Tatbikatın, arama kurtarma teşkilatlarının karşılıklı uyum ve iş birliğini artırmak ve arama kurtarma faaliyetlerindeki reaksiyon sürelerini minimuma indirerek, yardıma ihtiyacı olanlara en kısa sürede ulaşmak açısından son derece önemli olduğunu dile getiren Sağlam, tatbikatın, görev ve sorumlulukları kritik bir noktada yer alan arama kurtarma teşkilatlarının gündelik hayatta meydana gelebilecek senaryolara karşı daima hazırlıklı olması ve personelini bu amaç doğrultusunda özenle yetiştirmesi bakımından da elzem olduğunu vurguladı.

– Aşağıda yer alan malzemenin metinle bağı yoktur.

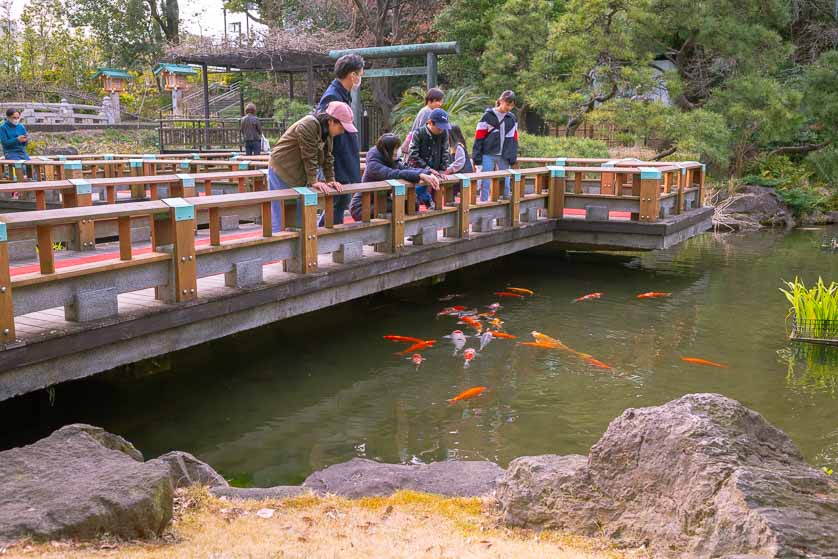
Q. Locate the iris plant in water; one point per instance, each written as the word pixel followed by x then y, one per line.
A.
pixel 815 310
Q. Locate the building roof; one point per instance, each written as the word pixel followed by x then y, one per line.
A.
pixel 175 69
pixel 112 73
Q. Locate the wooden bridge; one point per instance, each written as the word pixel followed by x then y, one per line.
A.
pixel 163 262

Sağlam, “İnsan hayatını her şeyin üstünde tutan bir anlayışın, yüksek görev ve sorumluluk bilincinin sahadaki canlı yansıması olan Şehit Teğmen Caner Gönyeli 2025 Arama Kurtarma Tatbikatı, dünyanın en stratejik deniz yollarından biri haline gelen Doğu Akdeniz’deki hakimiyetimizi ve arama kurtarma teşkilatımızın gücünü bir kez daha gözler önüne sermiştir” dedi.

Mehmet Sağlam, tatbikat süresince kurulan yüksek seviyedeki koordinasyon, teknik yeterlilik ve görev bilinci gösteren kara, deniz ve hava kuvvetlerinin, Jandarma Genel Komutanlığı’nın, Güvenlik Kuvvetleri Komutanlığı’nın ve Sahil Güvenlik Komutanlığı’nın unsur ve personelini tebrik etti.

Gerek stratejik konumu ve küresel deniz ulaşımı, gerekse biyolojik çeşitlilik ve ekosistem zenginliğiyle üç tarafı çevreleyen Mavi Vatan denizlerinde, huzur ve güvenliğin sağlanmasında sorumlu tek kolluk olan Sahil Güvenlik Komutanlığı’nın arama kurtarma faaliyetlerindeki etkin rolünün de çağın gereklerine uygun olduğunu belirten Sağlam, Sahil Güvenlik Komutanlığı’nın unsurları ve personeliyle, dünyada bu yetkinliğine sahip sayılı sahil güvenlik teşkilatları arasında yer aldığını vurguladı.

Arama kurtarma teşkilatlarının, ihtiyaç duyulan her an, her olayda hayat kurtarmak adına hazır olduğunun altını çizen Sağlam, tatbikata katılan yabancı ülke temsilcilerine de teşekkür etti.

Denizlerde, Mavi Vatan’da sahil güvenliğin gücünü bütün dünyanın gördüğünü ve görmeye devam edeceğini ifade eden Sağlam, şehitleri de rahmetle andı.

TC Lefkoşa Büyükelçisi Ali Murat Başçeri, Güvenlik Kuvvetleri Komutanı Tümgeneral İlker Görgülü ve Caner Gönyeli’nin kızı Nil Gönyeli’nin de takip ettiği tatbikatı, Azerbaycan, Gambiya, Cibuti’den yabancı gözlemciler ile Türkiye ve KKTC’den basın mensupları da izledi.